The 8140 looks like a euro import? Dynashift is nice, I'd almost prefer it to Dyna 4 or Dyna 6 in the new ones as you don't have to wait for the robot shifter to do the range changes in sequence. I think they had speed matching of the powershift box on the Dynashift by then too, you shift the stick and its already picked the right powershift gear to match rpms.


----------



## mlappin

We have a MF 8160, absolutely love that tractor. Has the 32 speed in it.


----------



## cornshucker

Massey always made good under 80 H.P. tractors for the time spans they were made. The 1100-1150 and 1105-1155 series bigger tractors were good, kind of had a downturn in the early eighties but come back with the 8100-8200-8400-8600 which are supposed to be good. AGCO has combined the engineering from Massey, White. Oliver, AC all whom made some great tractors. The dealer network is getting stronger and in some areas are beginning to give Case-IH and Deere a run for their money. We really like our 5400 series mid-range tractor just still somewhat nervous about a lot of the electronics compared to the older tractors but you have that with all brands now. Would not consider trading the 5400 for any other brand but we also have 3 real good dealers within a hours drive so we never have had any problems with parts for the older ones, and have only had one slight problem with the 5400 and it was a cheap fix. We had a mid seventies 1135 which gave great service except for the damn Frigidare AC compressors. Probably should not say this but the 1135 would totally out perform a 4430 Deere that our neighbor had, more lugging power and much better fuel economy. Now getting a little off topic but I wish that AC, Oliver, MM, White, Case, IH, Ford etc. could have hung around competition is good for the end consumers. Kind of sad that Deere, Fiat-Agri, and AGCO is all that is left of what was once great companies.


----------



## JD3430

cornshucker said:


> Massey always made good under 80 H.P. tractors for the time spans they were made. The 1100-1150 and 1105-1155 series bigger tractors were good, kind of had a downturn in the early eighties but come back with the 8100-8200-8400-8600 which are supposed to be good. AGCO has combined the engineering from Massey, White. Oliver, AC all whom made some great tractors. The dealer network is getting stronger and in some areas are beginning to give Case-IH and Deere a run for their money. We really like our 5400 series mid-range tractor just still somewhat nervous about a lot of the electronics compared to the older tractors but you have that with all brands now.

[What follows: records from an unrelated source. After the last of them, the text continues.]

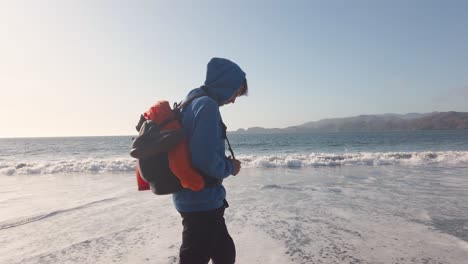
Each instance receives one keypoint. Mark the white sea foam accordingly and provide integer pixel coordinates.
(446, 158)
(68, 166)
(358, 158)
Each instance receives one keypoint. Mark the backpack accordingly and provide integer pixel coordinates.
(164, 162)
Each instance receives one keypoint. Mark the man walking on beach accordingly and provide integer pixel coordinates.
(205, 235)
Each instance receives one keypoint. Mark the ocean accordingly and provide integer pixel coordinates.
(391, 197)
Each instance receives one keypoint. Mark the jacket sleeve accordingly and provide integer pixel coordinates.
(205, 140)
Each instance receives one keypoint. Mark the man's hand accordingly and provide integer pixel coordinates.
(236, 165)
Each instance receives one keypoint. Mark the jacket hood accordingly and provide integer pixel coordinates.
(223, 78)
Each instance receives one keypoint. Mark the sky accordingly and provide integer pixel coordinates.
(90, 68)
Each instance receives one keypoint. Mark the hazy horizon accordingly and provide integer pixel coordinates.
(91, 68)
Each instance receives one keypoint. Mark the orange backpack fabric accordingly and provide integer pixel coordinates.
(179, 157)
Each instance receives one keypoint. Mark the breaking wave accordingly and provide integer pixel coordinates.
(358, 158)
(68, 166)
(248, 161)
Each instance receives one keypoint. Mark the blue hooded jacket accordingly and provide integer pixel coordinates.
(201, 122)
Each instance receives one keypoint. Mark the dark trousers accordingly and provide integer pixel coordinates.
(206, 237)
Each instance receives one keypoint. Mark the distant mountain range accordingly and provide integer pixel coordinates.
(384, 122)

Would not consider trading the 5400 for any other brand but we also have 3 real good dealers within a hours drive so we never have had any problems with parts for the older ones, and have only had one slight problem with the 5400 and it was a cheap fix. We had a mid seventies 1135 which gave great service except for the damn Frigidare AC compressors. Probably should not say this but the 1135 would totally out perform a 4430 Deere that our neighbor had, more lugging power and much better fuel economy. Now getting a little off topic but I wish that AC, Oliver, MM, White, Case, IH, Ford etc. could have hung around competition is good for the end consumers. Kind of sad that Deere, Fiat-Agri, and AGCO is all that is left of what was once great companies.


Totally agree. Not nearly enuf competition in larger tractors. Stupid how Fiat Agri, New Holland, Case IH are all the same. Challenger and Massey are the same tractors painted different colors. Sounds like the "GM-ing" of tractors. 
Hopefully the growth of Kubota will help that situation a little. I could see Kubota being strong up to 200HP with some minor changes. They make excellent engines and have great reliability.


----------



## JD3430

mlappin said:


> We have a MF 8160, absolutely love that tractor. Has the 32 speed in it.


So does this 8140, but it has a "Valmet" diesel.
Valmet???? WTH is Valmet? Any good?


----------



## 8350HiTech

JD3430 said:


> So does this 8140, but it has a "Valmet" diesel.
> Valmet???? WTH is Valmet? Any good?


Bulletproof, brought to you by those "off-brand" folks who build that silly Valtra thing 

Seriously, valmet is a sisu. AGCO bought Valtra Valmet for a reason and that reason was a captive engine supply. They used the 6.6 in pretty much everything for awhile.


----------



## JD3430

Sounds like tough parts availability and expensive, too.


----------



## 8350HiTech

JD3430 said:


> Sounds like tough parts availability and expensive, too.


It's about as common of an AGCO item as you can get. No issues whatsoever.


----------



## mlappin

Sisu is supposed to be one of the best diesels available.

Their engineers really thought ahead on stuff. Spring loaded idler to keep your fan/alternator belt tight with an honest to god grease zerk on it to keep from wearing the pivot out. I'll have to double check but I think the water pump actually has a grease zerk on it as well.


----------



## slowzuki

I'm just trying to think options new in Canada/US for 150+ hp are in no order:
McCormick/Landini - some models aren't analogs or at least used to be distinct.
Same-Deutz Fahr
Agco (Agco, MF, Challenger, do they do a White version anymore?)
Valtra ( I know its Agco but they are not the same tractor)
John Deere
Buehler/Versitile or whatever they are called in Winnipeg
CNH
Belarus (scoff)
Zetor
Claas
Fendt
Renault (very rare, I think same as Claas)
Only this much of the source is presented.